今季9勝の「新エース」を登録抹消…巨人・阿部監督“意味深な采配”の理由とは 短期決戦の怖さを知る指揮官の胸中
狙いはCS?
そして阪神の胴上げが近づく中、阿部監督は“意味深な采配”も続けている。
8月16日に山崎伊織(26)の一軍登録を抹消しているのだ。前日の阪神戦では今季最短の4回4失点と奮わなかったが、9勝はチームトップ。防御率1.73はリーグ2位だ。阿部監督は「状態も良くなかったので。怪我とかではないので」と記者団に説明していたが、抹消された同日は一軍練習にまだ帯同しており、ウォーキング中心の軽めの練習は、山崎が登板翌日に行ういつものルーティンだ。
「計6選手を同日に入れ替えました。山崎、馬場皐輔(30)、乙坂智(31)を降格させ、岡本和真(29)、井上温大(24)、新人の宮原駿介(22)を昇格させました」
21日にも菊地大稀(26)を降格させ、又木鉄平(26)と入れ替えた。3位DeNAとの3連戦が始まる22日には増田陸(25)、ヘルナンデス(30)と吉川尚輝(30)、浅野翔吾(20)の4選手を入れ替えた。勝率5割ラインを行き来している現状を打破するためには、先発の山崎に踏ん張ってもらわなければならない時期なのに、だ。
「菊地は2週間で7試合にリリーフ登板し、防御率1.80と好投しています。先発起用するための調整との見方もされています」(前出・スポーツ紙記者)
山崎をリフレッシュ休暇させた目的は“9月以降”を見越してのこと。菊地の先発コンバートも本当なら、終盤戦で猛チャージを掛け、その勢いでファーストステージを勝ち上がるつもりなのだろう。
「阪神は、ペナントレースの20試合近くを残して優勝となる可能性が高い。個人タイトルの掛かった佐藤などは使い続けるでしょうが、優勝チームは消化試合でレギュラー選手を休ませるのが定石です」(前出・在阪記者)
日程の問題などで優勝チームが実戦感覚を喪失し、ファーストステージを勝ち上がったチームは試合数を重ねる度に強くなっていく。

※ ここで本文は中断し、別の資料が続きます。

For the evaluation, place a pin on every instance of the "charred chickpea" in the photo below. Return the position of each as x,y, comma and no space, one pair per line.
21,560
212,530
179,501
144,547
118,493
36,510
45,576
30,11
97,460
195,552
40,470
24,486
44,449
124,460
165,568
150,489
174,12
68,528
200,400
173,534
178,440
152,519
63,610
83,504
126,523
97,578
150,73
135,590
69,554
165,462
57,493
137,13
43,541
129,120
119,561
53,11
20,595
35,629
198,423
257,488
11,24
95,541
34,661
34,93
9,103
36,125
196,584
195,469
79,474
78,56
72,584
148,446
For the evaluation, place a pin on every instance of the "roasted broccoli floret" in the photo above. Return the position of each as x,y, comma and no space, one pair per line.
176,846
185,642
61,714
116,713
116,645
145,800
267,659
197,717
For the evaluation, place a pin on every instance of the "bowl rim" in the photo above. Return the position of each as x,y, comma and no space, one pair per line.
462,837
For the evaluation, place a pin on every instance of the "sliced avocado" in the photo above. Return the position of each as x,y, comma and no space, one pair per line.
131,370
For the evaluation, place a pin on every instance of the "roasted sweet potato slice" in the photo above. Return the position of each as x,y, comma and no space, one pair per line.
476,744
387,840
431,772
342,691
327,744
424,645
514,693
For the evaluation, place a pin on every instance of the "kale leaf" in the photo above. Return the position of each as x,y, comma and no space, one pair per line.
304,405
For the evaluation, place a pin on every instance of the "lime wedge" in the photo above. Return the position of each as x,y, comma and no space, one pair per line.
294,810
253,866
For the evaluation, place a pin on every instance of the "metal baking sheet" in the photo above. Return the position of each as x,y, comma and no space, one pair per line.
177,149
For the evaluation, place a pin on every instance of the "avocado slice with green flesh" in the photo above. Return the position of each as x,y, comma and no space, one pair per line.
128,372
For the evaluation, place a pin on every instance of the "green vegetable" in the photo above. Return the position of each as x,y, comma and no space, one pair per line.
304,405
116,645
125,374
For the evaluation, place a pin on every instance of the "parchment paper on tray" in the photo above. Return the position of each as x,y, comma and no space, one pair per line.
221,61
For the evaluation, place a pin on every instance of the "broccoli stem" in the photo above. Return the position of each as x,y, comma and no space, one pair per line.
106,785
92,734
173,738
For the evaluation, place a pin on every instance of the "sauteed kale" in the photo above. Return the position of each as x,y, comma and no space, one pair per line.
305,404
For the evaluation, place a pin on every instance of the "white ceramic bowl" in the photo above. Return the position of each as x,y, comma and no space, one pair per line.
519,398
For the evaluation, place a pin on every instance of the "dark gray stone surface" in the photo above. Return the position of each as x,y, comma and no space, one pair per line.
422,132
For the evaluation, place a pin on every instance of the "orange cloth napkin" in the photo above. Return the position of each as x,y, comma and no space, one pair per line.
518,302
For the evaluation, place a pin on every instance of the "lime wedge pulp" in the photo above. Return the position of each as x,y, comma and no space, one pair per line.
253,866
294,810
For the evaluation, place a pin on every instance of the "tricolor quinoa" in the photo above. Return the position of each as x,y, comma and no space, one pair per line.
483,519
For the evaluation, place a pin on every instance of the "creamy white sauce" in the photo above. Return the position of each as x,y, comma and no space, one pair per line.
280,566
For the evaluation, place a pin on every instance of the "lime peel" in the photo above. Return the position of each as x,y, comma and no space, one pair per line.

12球団監督会議での阿部発言が思い出されたからか、「このまま巨人がCSに進出してきたら、どんな手を打ってくるのか」との声が、関係者の間で聞かれるようになった。
短期決戦の裏を実体験した阿部監督は、作戦や選手起用も含め、昨季のリベンジを虎視眈々と狙っているようだ。